Karena hal itu, Aldi yang awalnya ingin menyapa Reno menjadi mengurungkan niatnya, cowok itu memutuskan untuk mengikuti Reno saja sampai menuju ke meja makannya. Masih dengan Geo yang juga hanya diam saja mengikuti Aldi.
Dari situlah, Aldi dan Geo mendapati semua kegiatan yang dilakukan Reno dengan seorang gadis yang ternyata dia adalah Savana di meja makan rumah Reno.
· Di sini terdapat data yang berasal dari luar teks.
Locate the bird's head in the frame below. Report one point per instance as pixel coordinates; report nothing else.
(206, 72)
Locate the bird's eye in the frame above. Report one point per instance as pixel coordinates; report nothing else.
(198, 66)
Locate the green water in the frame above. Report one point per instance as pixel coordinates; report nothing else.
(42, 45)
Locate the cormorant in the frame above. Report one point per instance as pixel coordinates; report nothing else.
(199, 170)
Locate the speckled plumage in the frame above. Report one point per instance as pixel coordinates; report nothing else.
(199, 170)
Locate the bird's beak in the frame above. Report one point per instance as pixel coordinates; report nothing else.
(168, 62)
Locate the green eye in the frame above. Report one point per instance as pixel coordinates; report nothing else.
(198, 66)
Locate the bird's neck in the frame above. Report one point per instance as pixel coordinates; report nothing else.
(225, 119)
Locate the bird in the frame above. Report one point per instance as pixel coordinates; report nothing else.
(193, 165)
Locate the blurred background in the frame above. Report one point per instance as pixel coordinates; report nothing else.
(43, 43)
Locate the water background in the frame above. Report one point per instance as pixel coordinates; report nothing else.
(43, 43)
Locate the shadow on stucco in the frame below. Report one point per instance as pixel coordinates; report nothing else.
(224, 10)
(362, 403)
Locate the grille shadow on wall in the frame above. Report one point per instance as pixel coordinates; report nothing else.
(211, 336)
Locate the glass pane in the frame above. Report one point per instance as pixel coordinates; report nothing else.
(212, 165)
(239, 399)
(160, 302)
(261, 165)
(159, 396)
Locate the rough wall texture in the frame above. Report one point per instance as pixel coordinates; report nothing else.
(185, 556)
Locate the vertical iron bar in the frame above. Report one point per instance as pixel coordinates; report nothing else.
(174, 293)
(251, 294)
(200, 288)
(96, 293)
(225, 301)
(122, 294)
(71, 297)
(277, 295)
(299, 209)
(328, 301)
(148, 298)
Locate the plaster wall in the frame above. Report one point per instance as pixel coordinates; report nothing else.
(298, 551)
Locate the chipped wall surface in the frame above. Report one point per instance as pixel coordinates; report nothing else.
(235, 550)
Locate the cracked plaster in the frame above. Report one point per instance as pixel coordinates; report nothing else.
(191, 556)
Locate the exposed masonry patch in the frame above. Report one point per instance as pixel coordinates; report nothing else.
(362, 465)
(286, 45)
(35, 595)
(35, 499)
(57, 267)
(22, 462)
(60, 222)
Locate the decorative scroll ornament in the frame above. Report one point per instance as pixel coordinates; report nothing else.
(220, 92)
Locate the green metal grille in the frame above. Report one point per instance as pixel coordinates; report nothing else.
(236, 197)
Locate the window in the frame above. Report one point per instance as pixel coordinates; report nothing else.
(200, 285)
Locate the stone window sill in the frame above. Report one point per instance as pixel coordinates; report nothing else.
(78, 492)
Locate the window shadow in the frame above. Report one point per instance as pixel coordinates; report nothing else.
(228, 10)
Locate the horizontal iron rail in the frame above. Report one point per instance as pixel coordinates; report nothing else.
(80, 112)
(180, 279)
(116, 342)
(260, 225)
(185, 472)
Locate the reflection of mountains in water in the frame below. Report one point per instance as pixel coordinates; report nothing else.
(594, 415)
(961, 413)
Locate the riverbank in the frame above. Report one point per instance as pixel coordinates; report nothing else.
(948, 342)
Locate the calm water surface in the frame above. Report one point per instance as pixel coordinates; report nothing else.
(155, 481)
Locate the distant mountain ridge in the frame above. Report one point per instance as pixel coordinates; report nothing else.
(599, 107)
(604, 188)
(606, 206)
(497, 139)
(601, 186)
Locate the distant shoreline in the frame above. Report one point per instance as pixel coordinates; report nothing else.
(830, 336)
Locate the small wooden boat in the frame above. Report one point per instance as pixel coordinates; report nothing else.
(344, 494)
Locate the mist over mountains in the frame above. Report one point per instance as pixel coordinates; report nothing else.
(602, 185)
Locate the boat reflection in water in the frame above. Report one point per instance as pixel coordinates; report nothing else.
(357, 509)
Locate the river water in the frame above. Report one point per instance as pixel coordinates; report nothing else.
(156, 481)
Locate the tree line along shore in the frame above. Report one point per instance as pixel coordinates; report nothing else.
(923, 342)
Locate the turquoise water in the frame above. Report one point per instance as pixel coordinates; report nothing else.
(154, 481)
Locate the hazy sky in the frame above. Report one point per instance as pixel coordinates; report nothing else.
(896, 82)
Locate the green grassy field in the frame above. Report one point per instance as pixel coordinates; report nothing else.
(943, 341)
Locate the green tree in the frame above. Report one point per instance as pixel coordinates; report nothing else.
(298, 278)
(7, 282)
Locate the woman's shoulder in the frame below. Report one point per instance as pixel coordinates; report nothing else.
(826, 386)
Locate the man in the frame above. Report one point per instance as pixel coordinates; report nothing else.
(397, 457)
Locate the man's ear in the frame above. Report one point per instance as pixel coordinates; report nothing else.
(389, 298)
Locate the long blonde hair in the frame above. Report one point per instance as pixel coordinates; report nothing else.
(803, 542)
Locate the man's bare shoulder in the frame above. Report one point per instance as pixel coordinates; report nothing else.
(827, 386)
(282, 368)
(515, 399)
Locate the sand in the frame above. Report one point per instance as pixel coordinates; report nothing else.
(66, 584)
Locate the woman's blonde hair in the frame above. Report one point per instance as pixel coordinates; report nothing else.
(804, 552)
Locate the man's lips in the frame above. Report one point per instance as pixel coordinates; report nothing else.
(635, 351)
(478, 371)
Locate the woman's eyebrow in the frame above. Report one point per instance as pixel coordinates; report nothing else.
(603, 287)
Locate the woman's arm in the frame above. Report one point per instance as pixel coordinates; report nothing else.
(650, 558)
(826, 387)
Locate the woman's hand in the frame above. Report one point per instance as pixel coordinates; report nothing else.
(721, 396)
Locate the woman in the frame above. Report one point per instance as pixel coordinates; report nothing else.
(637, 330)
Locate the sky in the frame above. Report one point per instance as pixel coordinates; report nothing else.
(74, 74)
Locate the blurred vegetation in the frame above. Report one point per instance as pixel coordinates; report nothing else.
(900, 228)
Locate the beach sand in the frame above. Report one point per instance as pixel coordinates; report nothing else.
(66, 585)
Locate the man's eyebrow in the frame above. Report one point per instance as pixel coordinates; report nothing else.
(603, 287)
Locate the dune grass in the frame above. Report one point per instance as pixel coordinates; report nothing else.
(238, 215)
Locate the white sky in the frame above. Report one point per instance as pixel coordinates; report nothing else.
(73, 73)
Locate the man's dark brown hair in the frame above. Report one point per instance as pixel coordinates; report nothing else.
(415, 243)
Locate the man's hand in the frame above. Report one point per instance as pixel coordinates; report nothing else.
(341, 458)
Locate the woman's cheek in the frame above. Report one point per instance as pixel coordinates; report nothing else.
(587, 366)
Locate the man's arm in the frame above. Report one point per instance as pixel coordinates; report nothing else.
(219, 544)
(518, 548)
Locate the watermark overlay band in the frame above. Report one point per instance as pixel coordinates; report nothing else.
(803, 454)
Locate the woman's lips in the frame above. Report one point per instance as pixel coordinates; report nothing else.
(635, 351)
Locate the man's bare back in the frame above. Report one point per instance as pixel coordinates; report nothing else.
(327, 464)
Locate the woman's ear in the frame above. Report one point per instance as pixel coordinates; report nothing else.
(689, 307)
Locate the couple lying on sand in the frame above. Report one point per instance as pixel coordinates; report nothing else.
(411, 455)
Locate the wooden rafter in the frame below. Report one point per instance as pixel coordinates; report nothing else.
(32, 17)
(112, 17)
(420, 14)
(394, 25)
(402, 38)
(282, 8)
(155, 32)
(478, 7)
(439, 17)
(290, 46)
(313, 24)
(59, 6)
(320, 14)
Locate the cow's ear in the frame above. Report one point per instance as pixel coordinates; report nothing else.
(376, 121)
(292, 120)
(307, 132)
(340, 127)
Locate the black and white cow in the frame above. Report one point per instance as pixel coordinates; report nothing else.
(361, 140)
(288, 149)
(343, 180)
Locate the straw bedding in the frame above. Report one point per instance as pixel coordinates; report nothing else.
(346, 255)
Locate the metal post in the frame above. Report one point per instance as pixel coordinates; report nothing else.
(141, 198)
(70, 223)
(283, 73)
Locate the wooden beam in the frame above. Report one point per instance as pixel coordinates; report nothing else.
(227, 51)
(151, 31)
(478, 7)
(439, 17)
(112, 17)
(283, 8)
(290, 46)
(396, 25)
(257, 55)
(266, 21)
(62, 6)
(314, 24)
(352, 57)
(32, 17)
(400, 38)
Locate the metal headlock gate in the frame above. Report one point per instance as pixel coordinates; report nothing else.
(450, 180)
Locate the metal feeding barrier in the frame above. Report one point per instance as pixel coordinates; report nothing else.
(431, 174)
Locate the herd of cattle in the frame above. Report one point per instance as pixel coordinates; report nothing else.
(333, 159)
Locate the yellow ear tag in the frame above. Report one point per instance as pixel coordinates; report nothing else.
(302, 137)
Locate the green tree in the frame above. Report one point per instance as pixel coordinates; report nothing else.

Ah, Aldi tidak bisa menyembunyikan raut wajah terkejutnya saat melihat bagaimana perhatiannya Savana kepada Reno. Bahkan di mata Aldi, Savana dan Reno sudah mirip seperti sepasang suami istri sekarang. Dengan Savana sebagai istri yang baik yang menyiapkan sarapan untuk suaminya. Dan dengan Reno sebagai suami yang menerima masakan sarapan dari istrinya.
"Mereka udah kaya pasutri aja ya Ge? Gue iri deh lihatnya," ujar Aldi yang menimbulkan raut wajah rumit Geo semakin terlihat jelas.
"Gak," hanya itu saja yang Geo katakan untuk menjawab perkataan Aldi. Karena setelahnya, mata cowok itu hanya terpaku pada sosok laki-laki dan perempuan yang sedang duduk di meja makan itu. Mereka yang sedang memakan makanannya dengan tenang.
Geo, benar-benar merasa rumit pada dirinya sekarang.